We examined the effect of androgens on bladder blood flow (BBF), bladder function and histological changes in castrated male rats. Male Wistar rats were classified into unoperated group (control group), groups castrated at the age of 8 weeks (group 8wPC) and groups castrated at the age of 4 weeks (group 4wPC). Each rat was used at the age of 20 weeks. BBF was measured using fluorescent microspheres. Bladder cystometry was performed without anesthesia or restraint; the bladder was first irrigated with saline and then with 0.25% acetic acid (AA) solution. Maximum voiding pressure and voiding interval were measured. The bladder and iliac artery were histologically examined for differences in smooth muscle and quantity of collagen fiber to analyze the effect of castration on the smooth muscle content. No differences were noted in BBF following castration. The voiding intervals for all groups were shortened (P < 0.001) following AA irrigation. No significant difference was noted in the maximum voiding pressure. Histological changes were observed in bladder and iliac artery. Smooth muscle/collagen ratio at the bladder was lower in groups 8wPC and 4wPC compared to the control group (P< 0.01), while that at the iliac artery was decreased in group 4wPC compared to the control group (P< 0.001). In conclusion, our findings indicate that castration does not alter BBF, but leads to histological changes in the bladder as well as its associated blood vessels.

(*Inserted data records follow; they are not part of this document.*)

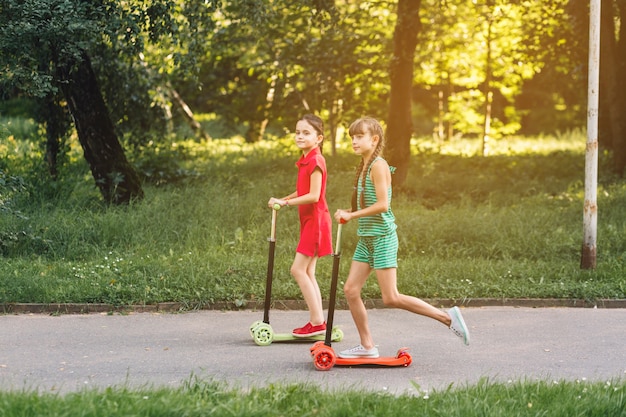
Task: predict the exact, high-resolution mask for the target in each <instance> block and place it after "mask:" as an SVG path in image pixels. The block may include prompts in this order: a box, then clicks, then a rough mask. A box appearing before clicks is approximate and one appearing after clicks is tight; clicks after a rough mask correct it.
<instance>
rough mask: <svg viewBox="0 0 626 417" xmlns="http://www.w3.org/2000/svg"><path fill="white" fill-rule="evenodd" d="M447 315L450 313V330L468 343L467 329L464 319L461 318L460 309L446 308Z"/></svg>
mask: <svg viewBox="0 0 626 417" xmlns="http://www.w3.org/2000/svg"><path fill="white" fill-rule="evenodd" d="M448 315H450V318H451V319H452V323H450V330H452V331H453V332H454V334H456V335H457V336H459V337H460V338H461V339H463V343H465V344H466V345H469V330H467V326H466V325H465V320H463V316H462V315H461V310H459V308H458V307H452V308H451V309H450V310H448Z"/></svg>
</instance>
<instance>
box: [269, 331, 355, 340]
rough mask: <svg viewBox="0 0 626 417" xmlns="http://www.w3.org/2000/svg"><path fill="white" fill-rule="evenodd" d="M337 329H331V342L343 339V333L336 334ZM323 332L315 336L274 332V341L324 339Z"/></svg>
mask: <svg viewBox="0 0 626 417" xmlns="http://www.w3.org/2000/svg"><path fill="white" fill-rule="evenodd" d="M337 330H338V329H336V328H335V329H333V339H332V341H333V342H340V341H341V339H343V337H342V336H343V334H342V335H341V336H339V335H337V334H336V332H337ZM324 337H325V336H324V335H323V334H318V335H315V336H306V337H296V336H294V335H292V334H291V333H274V338H273V341H274V342H311V341H316V342H317V341H321V340H324Z"/></svg>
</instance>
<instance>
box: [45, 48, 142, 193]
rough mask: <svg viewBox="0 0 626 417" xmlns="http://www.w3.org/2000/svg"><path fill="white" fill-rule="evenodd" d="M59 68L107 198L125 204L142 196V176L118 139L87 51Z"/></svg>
mask: <svg viewBox="0 0 626 417" xmlns="http://www.w3.org/2000/svg"><path fill="white" fill-rule="evenodd" d="M57 71H58V75H59V79H60V80H61V90H62V91H63V94H64V95H65V98H66V99H67V104H68V108H69V110H70V113H71V114H72V117H73V119H74V124H75V126H76V131H77V132H78V139H79V141H80V144H81V146H82V148H83V152H84V155H85V159H86V160H87V163H88V164H89V167H90V168H91V173H92V175H93V177H94V179H95V181H96V186H97V187H98V189H99V190H100V193H101V194H102V197H103V198H104V200H105V201H106V202H107V203H112V204H124V203H128V202H130V201H131V200H133V199H140V198H142V197H143V190H142V188H141V183H140V181H139V177H138V176H137V173H136V172H135V170H134V169H133V167H132V166H131V165H130V164H129V163H128V160H127V159H126V156H125V155H124V150H123V149H122V145H121V144H120V142H119V140H118V139H117V135H116V134H115V130H114V127H113V122H112V121H111V118H110V116H109V113H108V110H107V107H106V104H105V103H104V99H103V98H102V94H101V92H100V89H99V86H98V82H97V80H96V76H95V74H94V72H93V68H92V67H91V61H90V60H89V57H88V56H87V54H85V53H83V57H82V60H81V61H80V62H76V63H75V65H74V66H72V65H69V64H67V65H63V66H59V67H58V68H57Z"/></svg>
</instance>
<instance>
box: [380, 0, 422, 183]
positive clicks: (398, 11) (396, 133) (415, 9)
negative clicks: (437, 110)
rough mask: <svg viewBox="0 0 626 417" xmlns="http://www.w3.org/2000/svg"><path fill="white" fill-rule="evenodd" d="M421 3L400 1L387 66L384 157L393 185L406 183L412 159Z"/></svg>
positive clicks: (398, 6) (412, 0) (407, 1)
mask: <svg viewBox="0 0 626 417" xmlns="http://www.w3.org/2000/svg"><path fill="white" fill-rule="evenodd" d="M420 3H421V0H399V1H398V11H397V22H396V27H395V31H394V34H393V45H394V48H393V57H392V58H391V63H390V66H389V84H390V92H391V93H390V98H389V117H388V119H387V132H386V136H387V150H386V153H387V156H388V158H389V163H390V164H391V165H393V166H395V167H396V173H395V175H394V183H395V184H397V185H398V186H401V185H402V184H403V183H404V181H405V180H406V175H407V172H408V169H409V162H410V156H411V136H412V134H413V124H412V121H411V103H412V100H411V91H412V86H413V60H414V54H415V47H416V46H417V33H418V31H419V29H420V24H419V8H420Z"/></svg>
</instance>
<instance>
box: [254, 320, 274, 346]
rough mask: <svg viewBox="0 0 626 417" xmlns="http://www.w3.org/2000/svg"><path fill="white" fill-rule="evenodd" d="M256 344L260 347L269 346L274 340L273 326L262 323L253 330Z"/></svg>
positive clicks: (254, 340) (255, 342)
mask: <svg viewBox="0 0 626 417" xmlns="http://www.w3.org/2000/svg"><path fill="white" fill-rule="evenodd" d="M253 333H254V335H253V337H254V343H256V344H257V345H259V346H268V345H271V344H272V341H273V340H274V331H273V330H272V326H270V325H269V324H267V323H261V324H259V325H257V326H256V328H255V329H254V330H253Z"/></svg>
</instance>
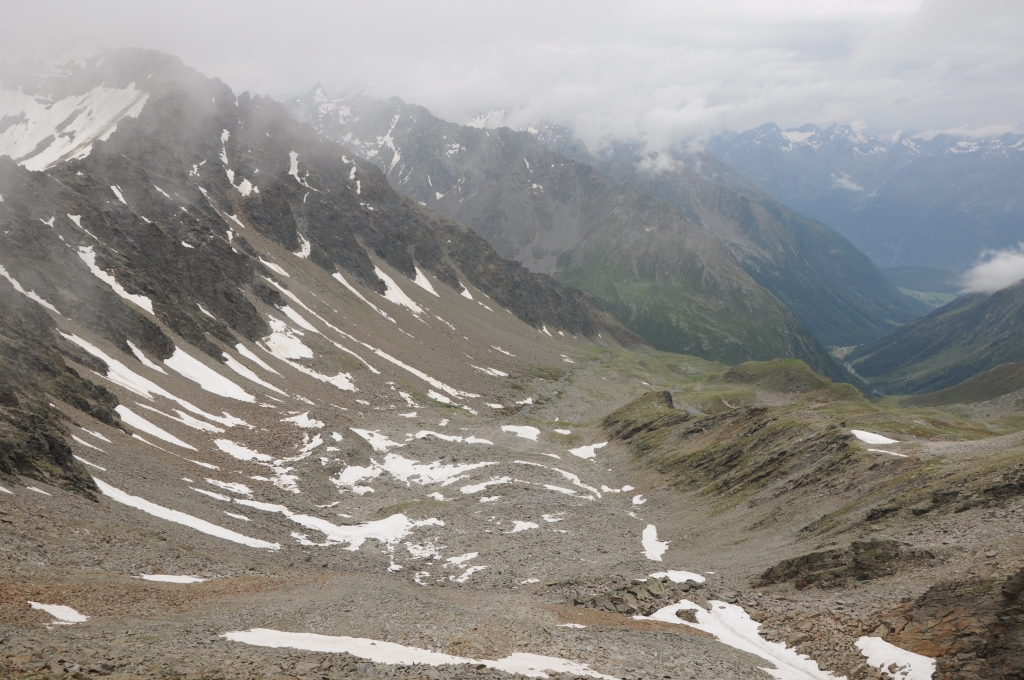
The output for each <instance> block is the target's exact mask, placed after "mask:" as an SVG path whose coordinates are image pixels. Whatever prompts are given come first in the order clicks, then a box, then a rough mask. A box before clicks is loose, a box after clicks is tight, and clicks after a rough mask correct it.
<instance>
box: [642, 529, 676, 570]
mask: <svg viewBox="0 0 1024 680" xmlns="http://www.w3.org/2000/svg"><path fill="white" fill-rule="evenodd" d="M642 544H643V554H644V556H645V557H646V558H647V559H651V560H654V561H655V562H660V561H662V555H664V554H665V551H666V550H668V549H669V542H668V541H658V540H657V527H655V526H654V525H653V524H647V528H645V529H644V530H643V541H642Z"/></svg>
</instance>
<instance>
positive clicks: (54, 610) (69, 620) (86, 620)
mask: <svg viewBox="0 0 1024 680" xmlns="http://www.w3.org/2000/svg"><path fill="white" fill-rule="evenodd" d="M29 604H31V605H32V608H33V609H42V610H43V611H45V612H46V613H48V614H50V615H51V617H53V618H54V619H56V621H55V622H54V623H55V624H56V625H57V626H70V625H72V624H81V623H84V622H86V621H88V620H89V618H88V617H86V615H85V614H83V613H79V612H78V611H76V610H75V609H72V608H71V607H70V606H67V605H65V604H43V603H41V602H33V601H32V600H29Z"/></svg>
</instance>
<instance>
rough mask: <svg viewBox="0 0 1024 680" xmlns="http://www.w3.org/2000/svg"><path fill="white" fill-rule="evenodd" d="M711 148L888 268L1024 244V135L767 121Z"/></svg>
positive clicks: (798, 209)
mask: <svg viewBox="0 0 1024 680" xmlns="http://www.w3.org/2000/svg"><path fill="white" fill-rule="evenodd" d="M708 148H709V150H710V151H711V152H712V153H713V154H715V155H716V156H718V157H720V158H721V159H722V160H724V161H725V162H726V163H729V164H730V165H731V166H733V167H735V168H736V169H737V170H739V171H740V172H742V173H743V174H744V175H746V176H748V177H750V178H751V179H753V180H755V181H756V182H758V183H759V184H760V185H761V186H762V187H764V188H765V189H766V190H767V192H769V193H770V194H771V195H772V196H774V197H775V198H777V199H778V200H779V201H781V202H782V203H784V204H785V205H787V206H790V207H792V208H794V209H796V210H798V211H800V212H801V213H804V214H805V215H809V216H811V217H813V218H815V219H818V220H821V221H822V222H824V223H826V224H828V225H829V226H831V227H834V228H835V229H837V230H838V231H839V232H840V233H842V235H843V236H845V237H846V238H847V239H849V240H850V241H851V242H852V243H853V244H854V245H855V246H856V247H857V248H859V249H860V250H862V251H863V252H864V253H866V254H867V255H868V256H869V257H870V258H871V259H872V260H873V261H874V262H877V263H879V264H880V265H882V266H923V267H931V268H937V269H950V270H953V271H963V270H965V269H966V268H968V267H970V266H971V265H972V264H973V263H974V261H975V260H976V259H977V258H978V256H979V255H980V254H981V252H982V251H983V250H986V249H1002V248H1008V247H1015V246H1016V245H1017V242H1018V241H1020V224H1021V221H1022V219H1024V203H1022V201H1021V198H1020V197H1021V196H1024V190H1022V189H1024V135H1012V134H1006V135H1002V136H999V137H988V138H983V139H975V138H971V137H959V136H953V135H948V134H940V135H937V136H935V137H932V138H921V137H907V136H902V137H896V138H893V139H881V138H877V137H872V136H870V135H866V134H864V133H859V132H855V131H854V130H853V129H851V128H850V127H849V126H841V125H833V126H830V127H828V128H826V129H824V130H822V129H820V128H818V127H816V126H814V125H805V126H803V127H800V128H796V129H792V130H781V129H780V128H779V127H778V126H777V125H775V124H773V123H768V124H765V125H762V126H760V127H758V128H755V129H753V130H748V131H745V132H742V133H734V132H728V133H724V134H721V135H717V136H716V137H714V138H712V139H711V140H710V142H709V145H708Z"/></svg>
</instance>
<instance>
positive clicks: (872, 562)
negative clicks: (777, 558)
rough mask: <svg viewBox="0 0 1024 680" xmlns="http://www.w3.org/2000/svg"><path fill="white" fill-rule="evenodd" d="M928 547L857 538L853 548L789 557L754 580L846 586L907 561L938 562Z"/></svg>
mask: <svg viewBox="0 0 1024 680" xmlns="http://www.w3.org/2000/svg"><path fill="white" fill-rule="evenodd" d="M934 560H935V555H933V554H932V553H930V552H929V551H927V550H912V549H908V548H906V547H905V546H902V545H900V544H899V543H897V542H896V541H866V542H857V541H855V542H853V543H852V544H850V547H849V548H841V549H837V550H825V551H822V552H813V553H809V554H807V555H801V556H800V557H795V558H793V559H785V560H782V561H781V562H779V563H778V564H776V565H775V566H773V567H771V568H769V569H767V570H766V571H765V572H764V573H762V575H761V576H760V578H759V579H758V580H757V581H756V582H755V583H754V587H755V588H764V587H765V586H771V585H774V584H779V583H785V582H790V581H792V582H793V585H794V587H795V588H797V590H802V589H804V588H807V587H808V586H811V585H815V586H817V587H819V588H842V587H844V586H846V585H847V584H848V583H849V582H850V580H856V581H868V580H870V579H881V578H883V577H890V576H893V575H895V573H896V572H897V571H899V569H900V568H902V567H903V566H905V565H907V564H920V563H923V562H934Z"/></svg>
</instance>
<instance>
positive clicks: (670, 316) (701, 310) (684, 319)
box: [288, 88, 845, 380]
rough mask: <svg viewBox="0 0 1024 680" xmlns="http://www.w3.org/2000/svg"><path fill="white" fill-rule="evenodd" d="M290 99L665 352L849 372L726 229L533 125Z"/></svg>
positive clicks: (330, 133)
mask: <svg viewBox="0 0 1024 680" xmlns="http://www.w3.org/2000/svg"><path fill="white" fill-rule="evenodd" d="M288 105H289V110H290V111H291V112H292V114H293V115H294V116H296V118H298V119H299V120H303V121H306V122H309V123H311V124H312V125H313V127H314V128H315V129H316V130H317V131H318V132H321V133H322V134H324V135H325V136H327V137H329V138H334V139H337V140H340V141H343V142H344V143H348V144H350V145H351V146H352V147H353V148H355V150H357V151H358V152H359V153H360V155H361V156H362V157H364V158H367V159H368V160H370V161H372V162H374V163H376V164H377V165H378V166H379V167H380V168H381V169H382V170H383V171H384V172H385V173H386V175H387V177H388V180H389V181H390V182H391V184H392V185H393V186H394V187H395V188H397V189H398V190H400V192H402V193H403V194H406V195H407V196H410V197H412V198H414V199H416V200H417V201H419V202H421V203H422V204H424V205H427V206H429V207H432V208H434V209H436V210H438V211H441V212H443V213H445V214H447V215H450V216H451V217H453V218H454V219H457V220H459V221H460V222H462V223H464V224H466V225H468V226H470V227H471V228H472V229H474V230H475V231H477V232H478V233H480V235H481V236H483V237H484V238H485V239H486V240H487V241H488V242H489V243H490V244H492V245H493V246H494V247H495V248H496V250H498V252H499V253H501V254H502V255H505V256H506V257H510V258H515V259H517V260H518V261H520V262H522V263H523V264H525V265H526V266H527V267H529V268H530V269H532V270H535V271H545V272H551V273H552V274H553V275H554V277H556V278H557V279H560V280H561V281H563V282H565V283H568V284H570V285H572V286H575V287H578V288H580V289H581V290H584V291H587V292H588V293H590V294H592V295H594V296H595V297H596V298H597V299H598V300H599V301H600V302H601V304H602V305H603V306H604V308H606V309H608V310H609V311H611V312H612V313H614V314H615V316H616V317H617V318H618V320H620V321H621V322H623V323H624V324H626V325H627V326H628V327H629V328H630V329H632V330H633V331H635V332H637V333H640V334H641V335H643V336H644V337H645V338H646V339H647V340H648V341H649V342H651V343H652V344H653V345H654V346H655V347H657V348H659V349H666V350H671V351H677V352H684V353H694V354H697V355H699V356H705V357H708V358H714V359H717V360H724V362H730V363H737V362H741V360H745V359H746V358H771V357H775V356H797V357H801V358H804V359H806V360H807V362H808V364H810V365H811V366H813V367H814V368H815V369H816V370H818V371H820V372H822V373H825V374H827V375H829V376H830V377H834V378H836V379H839V380H842V379H844V377H845V376H844V374H843V371H842V369H839V368H838V367H836V366H835V363H834V362H833V360H831V358H830V356H828V355H827V354H826V352H825V351H824V350H823V348H821V347H820V345H819V344H818V343H817V342H816V341H815V340H814V338H813V337H812V336H811V335H810V334H809V333H808V332H807V331H806V330H805V329H804V328H802V327H801V326H800V324H799V323H798V322H797V321H796V320H795V318H794V317H793V315H792V313H791V312H790V311H788V310H787V309H786V308H785V307H784V306H783V305H781V304H780V303H779V302H778V300H777V299H775V298H774V297H773V296H771V295H770V294H768V293H767V292H766V291H765V290H764V289H762V288H761V287H760V286H758V285H757V284H756V283H755V282H754V281H753V280H752V279H751V278H750V277H749V275H748V274H746V273H745V272H743V271H742V270H741V269H740V268H739V267H738V266H737V265H736V263H735V260H734V258H733V257H732V255H731V253H729V251H728V250H727V249H726V248H725V247H724V245H723V244H722V243H721V242H720V241H719V240H718V239H715V238H714V237H712V236H710V235H708V233H707V232H706V231H705V230H703V229H701V228H700V227H699V226H697V225H696V224H694V223H693V222H692V221H691V220H690V219H687V218H686V217H683V216H681V215H679V214H678V213H677V212H676V211H674V210H673V209H672V207H671V206H669V205H668V204H666V203H665V202H664V201H660V200H658V199H657V198H656V197H654V196H653V195H651V194H649V193H647V192H643V190H639V189H637V188H636V187H634V186H631V185H629V184H618V183H616V182H614V181H612V180H610V179H609V178H608V177H606V176H605V175H603V174H602V173H600V172H598V171H596V170H595V169H594V168H592V167H591V166H589V165H587V164H585V163H578V162H574V161H571V160H569V159H566V158H565V157H563V156H561V155H560V154H557V153H555V152H552V151H551V150H549V148H547V147H546V146H544V145H543V144H541V143H540V142H538V141H537V140H536V139H535V138H534V137H532V136H531V135H530V134H528V133H526V132H514V131H512V130H509V129H507V128H503V129H499V130H482V129H477V128H471V127H465V126H460V125H456V124H453V123H446V122H444V121H441V120H439V119H437V118H435V117H434V116H431V115H430V113H429V112H428V111H426V110H425V109H423V108H422V107H416V105H411V104H407V103H404V102H402V101H401V100H399V99H396V98H392V99H388V100H386V101H378V100H371V99H367V98H364V97H359V96H355V97H349V98H344V99H338V100H334V99H331V98H329V97H328V96H327V95H326V93H325V92H324V91H323V89H321V88H315V89H314V90H312V91H310V92H309V93H307V94H306V95H303V96H302V97H297V98H295V99H292V100H290V101H289V104H288Z"/></svg>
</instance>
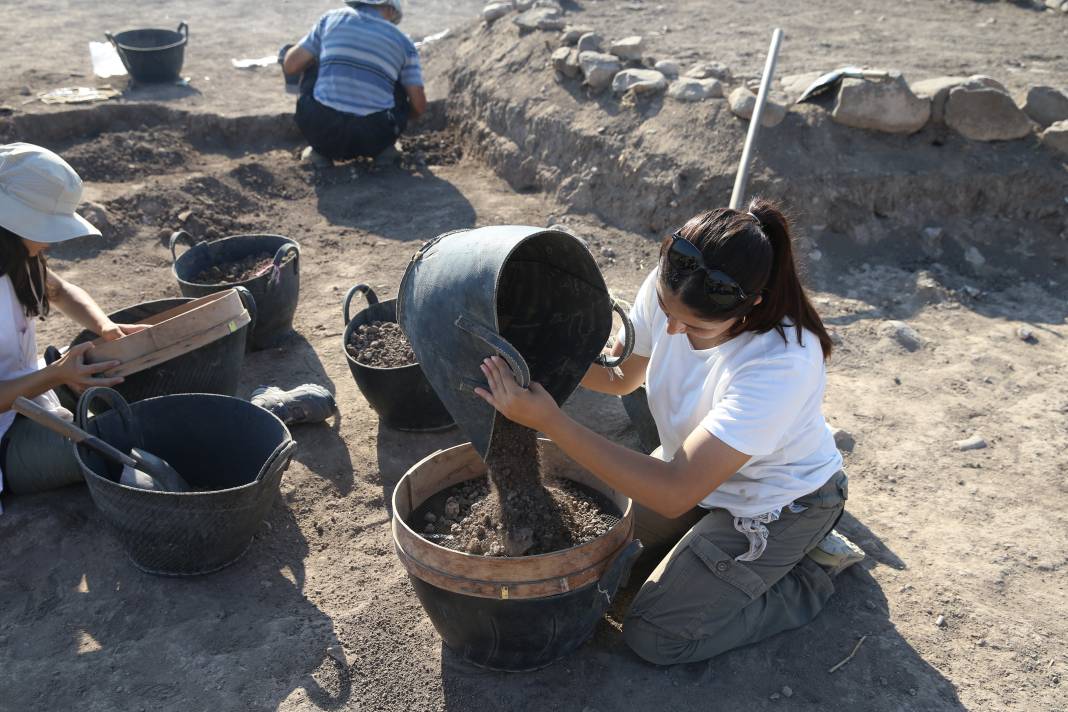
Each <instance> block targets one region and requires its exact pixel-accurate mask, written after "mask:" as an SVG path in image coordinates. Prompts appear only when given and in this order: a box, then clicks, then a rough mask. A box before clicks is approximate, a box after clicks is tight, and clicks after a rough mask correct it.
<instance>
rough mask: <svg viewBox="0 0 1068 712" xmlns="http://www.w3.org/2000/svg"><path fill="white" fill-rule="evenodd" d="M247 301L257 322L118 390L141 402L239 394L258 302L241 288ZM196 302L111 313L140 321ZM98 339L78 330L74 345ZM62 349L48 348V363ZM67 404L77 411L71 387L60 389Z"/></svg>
mask: <svg viewBox="0 0 1068 712" xmlns="http://www.w3.org/2000/svg"><path fill="white" fill-rule="evenodd" d="M238 292H240V295H241V301H242V302H244V303H245V308H247V310H248V311H249V315H250V316H251V317H252V321H251V322H250V323H248V325H246V326H244V327H241V328H240V329H238V330H237V331H235V332H234V333H232V334H230V335H229V336H223V337H222V338H220V339H219V341H217V342H213V343H210V344H208V345H207V346H202V347H201V348H199V349H197V350H195V351H190V352H189V353H185V354H183V355H179V357H177V358H176V359H171V360H170V361H168V362H166V363H161V364H159V365H158V366H153V367H152V368H146V369H145V370H142V371H139V373H137V374H132V375H130V376H127V377H126V380H125V381H123V382H122V383H120V384H119V385H116V386H115V390H116V391H119V393H120V394H121V395H122V396H123V398H125V399H126V400H128V401H129V402H136V401H138V400H144V399H145V398H155V397H157V396H167V395H174V394H177V393H215V394H219V395H224V396H232V395H235V394H236V393H237V387H238V385H239V384H240V379H241V366H242V365H244V364H245V351H246V342H247V339H248V334H249V329H250V328H252V327H254V326H255V322H256V318H257V315H256V303H255V300H254V299H253V298H252V295H251V294H249V291H248V290H247V289H244V288H240V289H238ZM190 301H192V299H191V298H178V299H160V300H157V301H153V302H144V303H142V304H136V305H133V306H129V307H127V308H124V310H120V311H117V312H115V313H113V314H109V315H108V316H109V317H110V318H111V320H112V321H114V322H115V323H138V322H139V321H141V320H143V319H145V318H146V317H150V316H153V315H155V314H159V313H160V312H166V311H167V310H170V308H174V307H175V306H180V305H182V304H185V303H187V302H190ZM94 338H96V334H94V333H93V332H91V331H83V332H81V333H80V334H78V335H77V336H76V337H75V339H74V341H73V342H70V346H77V345H78V344H82V343H84V342H91V341H93V339H94ZM59 355H60V353H59V351H57V350H56V349H54V348H51V347H49V348H48V349H46V351H45V361H46V362H48V363H51V362H52V361H54V360H56V359H57V358H59ZM56 393H57V394H58V395H59V397H60V400H61V401H62V402H63V406H64V407H65V408H66V409H67V410H70V411H73V410H74V409H75V406H76V405H77V400H78V396H76V395H75V394H74V392H72V391H70V390H69V389H68V387H66V386H65V385H64V386H60V387H58V389H56Z"/></svg>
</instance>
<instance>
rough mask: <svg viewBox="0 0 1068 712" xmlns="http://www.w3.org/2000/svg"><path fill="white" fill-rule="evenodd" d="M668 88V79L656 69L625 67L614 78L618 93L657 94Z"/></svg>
mask: <svg viewBox="0 0 1068 712" xmlns="http://www.w3.org/2000/svg"><path fill="white" fill-rule="evenodd" d="M666 89H668V80H666V79H665V78H664V76H663V75H662V74H660V73H659V72H657V70H656V69H624V70H623V72H621V73H619V74H617V75H615V77H614V78H613V79H612V91H613V92H615V93H616V94H623V93H624V92H633V93H635V94H657V93H659V92H662V91H664V90H666Z"/></svg>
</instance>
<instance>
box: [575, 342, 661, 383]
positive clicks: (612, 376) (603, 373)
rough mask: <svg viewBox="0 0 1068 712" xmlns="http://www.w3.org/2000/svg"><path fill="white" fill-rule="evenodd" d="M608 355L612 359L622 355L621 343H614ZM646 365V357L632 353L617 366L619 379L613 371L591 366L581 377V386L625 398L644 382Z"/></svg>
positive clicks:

Influence of castration on bladder blood flow and function during the rapid phase of androgen deprivation

Abstract Objective. This study examined the effects of androgen deprivation on bladder blood flow (BBF) and bladder function during the acute phase in castrated rats. Material and methods. Nine-week-old male Wistar rats were divided into six groups as follows: 24 h post-sham-operation (24hPS), no operation (control), 24 h post-castration (24hPC), 48 h post-castration (48hPC), 7 days post-castration (7dPC) and 12 weeks post-castration (12wPC). BBF was measured in the 24hPS, control, 24hPC, 48hPC, 7dPC and 12wPC groups, and prostate blood flow was measured in the control, 24hPC, 48hPC and 7dPC groups using laser Doppler methods. In select groups, BBF was measured using the fluorescent microsphere method. Bladder function was tested in the 24hPS, control, 24hPC and 12wPC groups. The bladder was irrigated with saline and 0.25% acetic acid. Maximum voiding pressure and voiding intervals were measured. Results. BBF significantly increased within 24 h after castration (p < 0.001); these changes did not persist beyond 24 h. However, prostate blood flow decreased significantly within 24 h after castration (p < 0.001). Shortening of the voiding interval upon acetic acid stimulation was significantly suppressed in group 24hPC compared to the control group (p < 0.001). The maximum voiding pressure did not significantly change in the 24hPS, control, 24hPC and 12wPC groups. Conclusions. During the acute phase of androgen deprivation following castration, BBF significantly increased and the bladder became receptive to stimulation. This temporary increase may be because of a decrease in the prostate blood flow, indicating that androgens do not directly affect the BBF.